Personal information
- Full name: Miguel Conde Piñeiro
- Date of birth: 25 February 2006 (age 20)
- Place of birth: Puerto del Rosario, Spain
- Height: 1.82 m (6 ft 0 in)
- Position: Forward

Team information
- Current team: Sporting B
- Number: 9

Youth career
- Amanecer
- O Grove
- 2019–2025: Celta

Senior career*
- Years: Team / Apps / (Gls)
- 2024–2025: Celta B / 7 / (0)
- 2025–2026: Zaragoza B / 16 / (0)
- 2026–: Sporting B / 9 / (6)
- 2026–: Sporting Gijón / 6 / (0)

= Miguel Conde (footballer) =

Spanish footballer (born 2006)

Miguel Conde Piñeiro (born 25 February 2006) is a Spanish footballer who plays as a forward for Sporting Atlético.

==Career==
Born in Puerto del Rosario, Fuerteventura, Canary Islands, Conde moved to O Grove, Galicia at the age of four, and began playing with SD Amanecer. He moved to RC Celta de Vigo's youth sides in 2019, from USD O Grove.

Conde made his senior debut with the reserves on 2 March 2024, coming on as a late substitute for Pablo Durán in a 2–0 Primera Federación away win over Unionistas de Salamanca CF. In June 2025, he left the club after finishing his formation, and signed for Real Zaragoza's B-team on 13 July.

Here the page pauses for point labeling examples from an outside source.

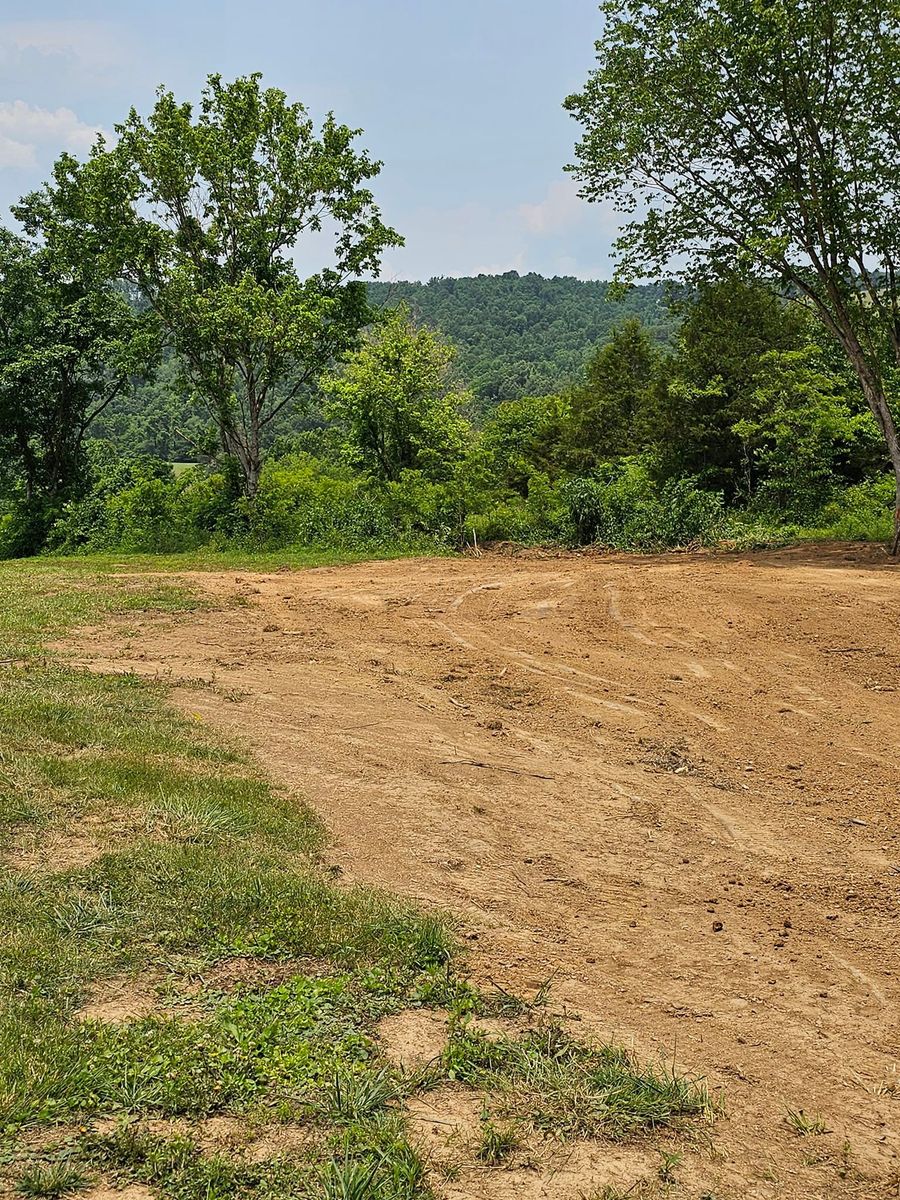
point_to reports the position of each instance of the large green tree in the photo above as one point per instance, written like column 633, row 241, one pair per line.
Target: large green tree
column 605, row 408
column 760, row 136
column 397, row 401
column 204, row 213
column 711, row 382
column 70, row 345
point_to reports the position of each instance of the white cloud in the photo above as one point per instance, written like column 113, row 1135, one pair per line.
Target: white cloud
column 17, row 155
column 24, row 129
column 561, row 208
column 91, row 45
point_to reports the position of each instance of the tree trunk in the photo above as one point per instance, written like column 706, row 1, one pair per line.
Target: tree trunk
column 874, row 393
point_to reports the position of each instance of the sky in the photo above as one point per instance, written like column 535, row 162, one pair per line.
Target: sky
column 460, row 99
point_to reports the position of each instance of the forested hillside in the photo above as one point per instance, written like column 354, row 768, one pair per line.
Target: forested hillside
column 525, row 335
column 515, row 335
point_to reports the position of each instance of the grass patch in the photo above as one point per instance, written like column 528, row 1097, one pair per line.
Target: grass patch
column 138, row 849
column 569, row 1089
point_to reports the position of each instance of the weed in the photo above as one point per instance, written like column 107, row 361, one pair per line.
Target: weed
column 497, row 1143
column 671, row 1159
column 569, row 1089
column 804, row 1123
column 353, row 1096
column 52, row 1180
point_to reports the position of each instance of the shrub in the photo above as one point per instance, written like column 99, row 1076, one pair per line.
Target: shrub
column 622, row 507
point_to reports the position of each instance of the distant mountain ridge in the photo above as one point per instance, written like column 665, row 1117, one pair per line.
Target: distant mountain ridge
column 525, row 335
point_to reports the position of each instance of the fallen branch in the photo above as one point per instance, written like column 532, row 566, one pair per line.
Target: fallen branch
column 491, row 766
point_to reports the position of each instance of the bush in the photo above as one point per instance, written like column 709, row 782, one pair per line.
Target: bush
column 859, row 514
column 622, row 507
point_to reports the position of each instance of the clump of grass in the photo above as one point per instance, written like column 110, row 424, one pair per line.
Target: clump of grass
column 497, row 1143
column 805, row 1125
column 569, row 1089
column 358, row 1095
column 52, row 1180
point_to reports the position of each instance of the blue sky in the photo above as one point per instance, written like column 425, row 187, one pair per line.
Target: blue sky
column 461, row 100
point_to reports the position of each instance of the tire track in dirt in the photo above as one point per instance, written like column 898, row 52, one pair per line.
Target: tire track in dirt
column 504, row 737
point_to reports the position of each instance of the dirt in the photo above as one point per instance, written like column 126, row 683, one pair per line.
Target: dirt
column 667, row 784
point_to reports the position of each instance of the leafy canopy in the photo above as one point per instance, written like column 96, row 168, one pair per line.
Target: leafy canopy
column 69, row 346
column 759, row 136
column 204, row 214
column 397, row 402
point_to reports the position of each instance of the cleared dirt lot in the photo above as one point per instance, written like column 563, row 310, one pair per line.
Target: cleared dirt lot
column 670, row 784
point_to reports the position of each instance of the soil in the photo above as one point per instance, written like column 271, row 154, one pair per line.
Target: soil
column 666, row 784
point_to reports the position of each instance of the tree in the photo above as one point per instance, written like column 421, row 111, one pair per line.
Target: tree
column 759, row 136
column 397, row 402
column 606, row 407
column 520, row 439
column 70, row 343
column 204, row 214
column 711, row 382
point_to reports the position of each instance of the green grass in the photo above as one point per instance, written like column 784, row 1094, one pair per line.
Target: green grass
column 207, row 558
column 139, row 853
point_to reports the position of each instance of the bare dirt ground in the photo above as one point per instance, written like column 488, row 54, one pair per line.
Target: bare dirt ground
column 670, row 784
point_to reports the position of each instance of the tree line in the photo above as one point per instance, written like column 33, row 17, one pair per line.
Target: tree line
column 750, row 151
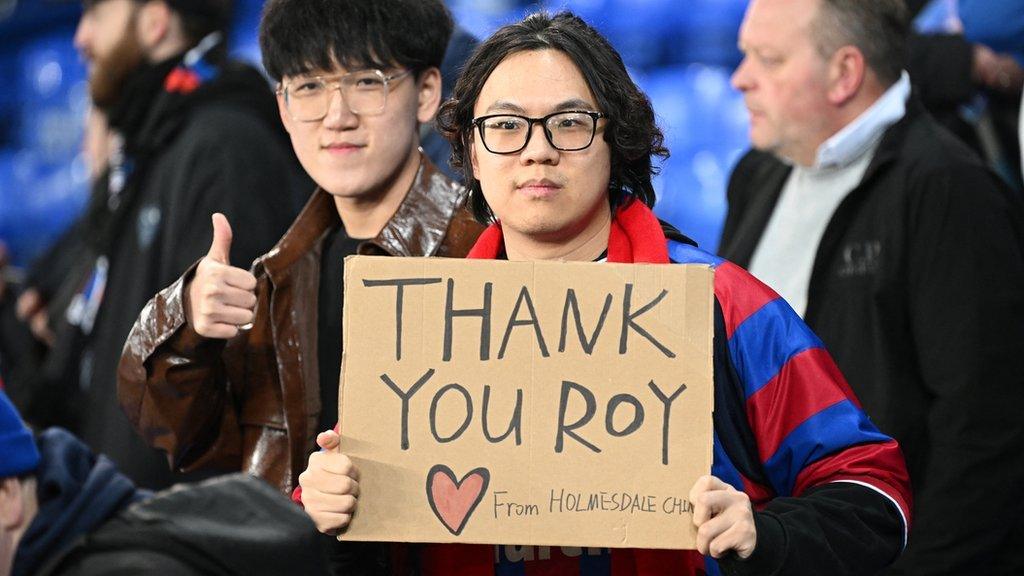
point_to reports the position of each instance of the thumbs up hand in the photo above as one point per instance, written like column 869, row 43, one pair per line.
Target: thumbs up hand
column 221, row 298
column 330, row 486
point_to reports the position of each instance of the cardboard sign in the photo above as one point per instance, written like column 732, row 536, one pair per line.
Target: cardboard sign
column 526, row 403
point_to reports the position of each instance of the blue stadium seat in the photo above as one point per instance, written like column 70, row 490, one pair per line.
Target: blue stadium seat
column 705, row 124
column 54, row 98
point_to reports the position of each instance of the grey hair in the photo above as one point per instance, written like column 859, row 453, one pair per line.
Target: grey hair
column 878, row 28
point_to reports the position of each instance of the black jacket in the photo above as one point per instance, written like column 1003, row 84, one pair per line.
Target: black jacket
column 918, row 291
column 199, row 138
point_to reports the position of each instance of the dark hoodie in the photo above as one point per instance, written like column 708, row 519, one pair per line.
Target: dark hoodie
column 77, row 492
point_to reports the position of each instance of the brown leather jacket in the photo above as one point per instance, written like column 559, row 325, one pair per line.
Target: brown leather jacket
column 252, row 403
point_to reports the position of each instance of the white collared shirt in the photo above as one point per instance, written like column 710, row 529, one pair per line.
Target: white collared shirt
column 784, row 256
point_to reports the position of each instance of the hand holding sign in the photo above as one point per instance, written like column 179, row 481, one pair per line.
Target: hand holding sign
column 221, row 298
column 724, row 519
column 330, row 486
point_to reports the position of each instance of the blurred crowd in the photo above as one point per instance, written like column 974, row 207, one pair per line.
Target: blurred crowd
column 187, row 325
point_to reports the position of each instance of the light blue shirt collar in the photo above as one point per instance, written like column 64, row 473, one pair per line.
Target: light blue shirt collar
column 864, row 132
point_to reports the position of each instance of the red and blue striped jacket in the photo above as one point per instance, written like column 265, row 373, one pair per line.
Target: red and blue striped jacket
column 830, row 492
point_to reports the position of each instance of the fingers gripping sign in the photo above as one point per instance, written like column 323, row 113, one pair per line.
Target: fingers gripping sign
column 724, row 519
column 330, row 486
column 221, row 297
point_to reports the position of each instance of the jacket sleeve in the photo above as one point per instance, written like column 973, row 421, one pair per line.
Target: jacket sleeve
column 836, row 495
column 172, row 385
column 966, row 298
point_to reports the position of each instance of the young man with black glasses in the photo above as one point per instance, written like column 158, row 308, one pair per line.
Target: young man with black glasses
column 802, row 482
column 239, row 369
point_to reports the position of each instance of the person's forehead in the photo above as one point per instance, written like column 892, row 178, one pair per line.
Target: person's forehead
column 535, row 81
column 339, row 70
column 777, row 23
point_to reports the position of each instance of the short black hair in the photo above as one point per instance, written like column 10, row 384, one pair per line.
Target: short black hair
column 878, row 28
column 300, row 36
column 631, row 132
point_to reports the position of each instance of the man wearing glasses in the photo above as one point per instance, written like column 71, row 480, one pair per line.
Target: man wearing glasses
column 802, row 483
column 239, row 369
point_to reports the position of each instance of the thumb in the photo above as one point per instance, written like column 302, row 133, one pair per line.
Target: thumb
column 220, row 248
column 328, row 440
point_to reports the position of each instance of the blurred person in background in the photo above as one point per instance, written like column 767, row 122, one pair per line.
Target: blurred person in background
column 196, row 133
column 967, row 65
column 67, row 511
column 902, row 251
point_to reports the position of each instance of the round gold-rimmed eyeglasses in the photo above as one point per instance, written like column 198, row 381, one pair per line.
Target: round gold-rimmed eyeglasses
column 307, row 98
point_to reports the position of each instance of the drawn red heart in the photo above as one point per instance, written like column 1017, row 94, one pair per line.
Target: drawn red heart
column 453, row 501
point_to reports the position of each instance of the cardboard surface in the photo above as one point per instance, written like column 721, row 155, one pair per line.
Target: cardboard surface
column 482, row 405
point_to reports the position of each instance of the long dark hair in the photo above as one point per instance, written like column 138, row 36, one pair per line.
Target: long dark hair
column 631, row 132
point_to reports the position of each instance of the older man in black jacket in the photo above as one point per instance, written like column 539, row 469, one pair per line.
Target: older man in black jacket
column 902, row 251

On 27 January 2026, Conde terminated his link with the Aragonese side, and moved to another reserve team, Sporting Atlético, just hours later. He made his first team debut with the latter on 1 April, replacing goalscorer Jonathan Dubasin in a 3–1 Segunda División away loss to Racing de Santander.